8
votes

I've declared my aspects using the @Aspect annotation, but the advice does not seem to get applied. The aspect works in a few other projects that I have, and the key difference seems to be that the other projects are completely wired using annotations, and this particular project is xml wired. The only bean that is annotation wired is the Aspect. So I'm wondering if spring's aspectj support, when using aspectj-autoproxy is sensitive to order that the beans are defined in the xml.

For example, will beans declared after aspectj-autoproxy in xml be considered for AOP pointcuts?

EDIT:

I moved the <aop:aspectj-autoproxy /> until after all beans are created and still no luck.

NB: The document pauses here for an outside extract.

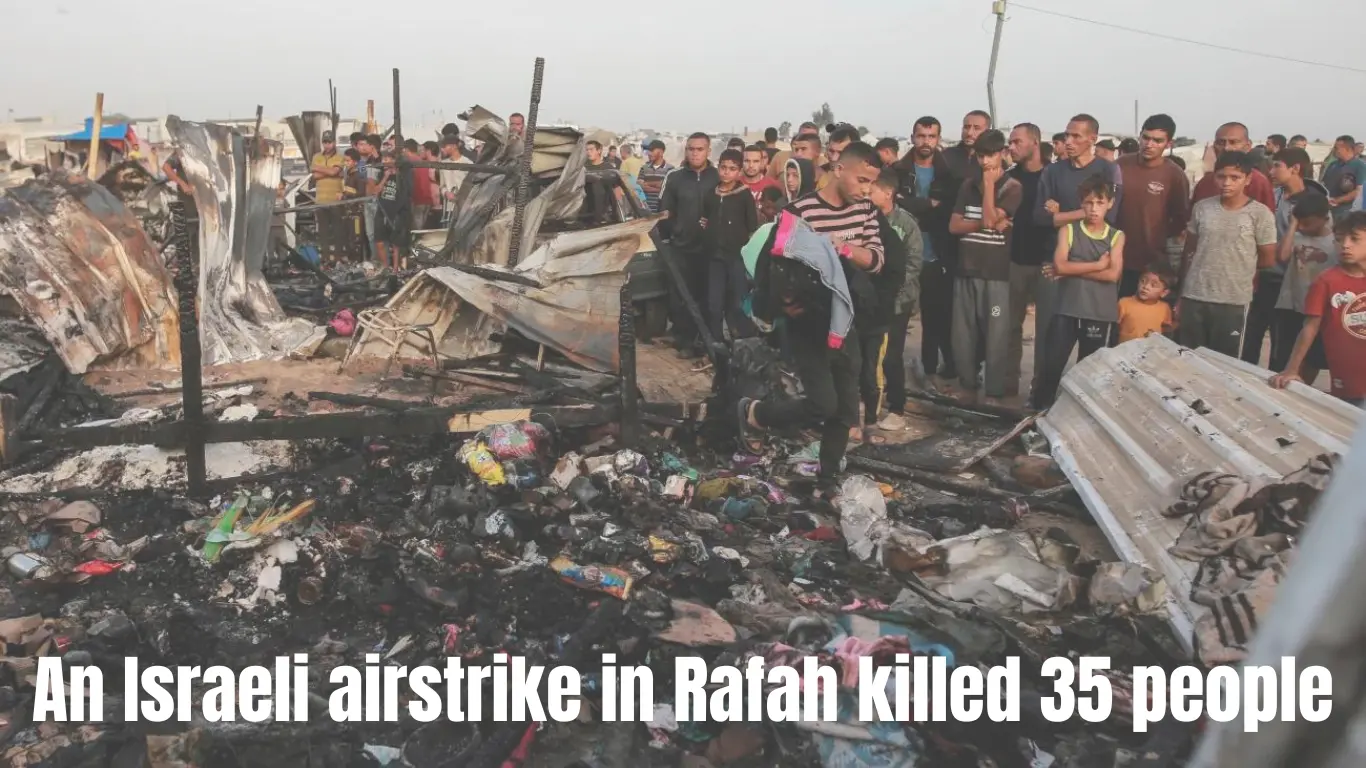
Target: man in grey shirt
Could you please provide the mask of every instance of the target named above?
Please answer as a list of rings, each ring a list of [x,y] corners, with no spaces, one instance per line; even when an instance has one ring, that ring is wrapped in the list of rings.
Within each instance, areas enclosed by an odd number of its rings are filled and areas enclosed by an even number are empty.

Basically my code consists of:

@Component
@Aspect 
public class SomeAspect {
    @Pointcut("@annotation(MyAnnotation)")
    public void isX() {}

    @After("isX()") 
    public void XX() {
        System.out.println("Called aspect");
    }
}

And my controller has something like:

public class XController extends AbstractCommandController {
    @MyAnnotation
    public void handleX(...) {
        // do stuff
    }
    @Override
    protected void handle(...) {
        return handleX(...);
    }
}

And then the spring xml is:

<context:component-scan base-package="package.of.some.aspect" />
<aop:aspectj-autoproxy />

<!-- the rest of the beans below -->
<bean id="someController" class="..." />

My previous projects captured and loaded all beans via the component-scan. That's what's different this time.

EDIT2: The other difference is that the other projects are using @Controller, and @RequestMethod. And in this case I'm using a derived class of AbstractCommmandController. I'm wondering if this applies: http://forum.springsource.org/archive/index.php/t-46637.html

Namely that I can't apply advice to any method except handleRequest().

EDIT3:

My latest try is to override handleRequest() and apply my annotation there. Under the assumption that when spring proxies my controller it will see the annotation and apply the advice, since it's calling through the public, externally called method. This still doesn't work.

1
Post some code please; e.g. the appcontext that defines the aspect, the advice and the pointcut(s).abalogh
@abalogh: I have a feeling if I simplify the code it will work. What is the best way to go about debugging aspectj/spring when this stuff doesn't work as expected?Kevin

1 Answers

4
votes

I see that you are calling the method handleX directly from another method in the same class. This will not respect the annotiation, as the work of processing AOP annotations is done by a JDK proxy that wraps your class and exposes the same interfaces.

It's possible that you can work around this by using CGLIB instead of JDK proxies, but in my experience, the most reliable solution is just not to rely on any AOP annotations for methods called internally.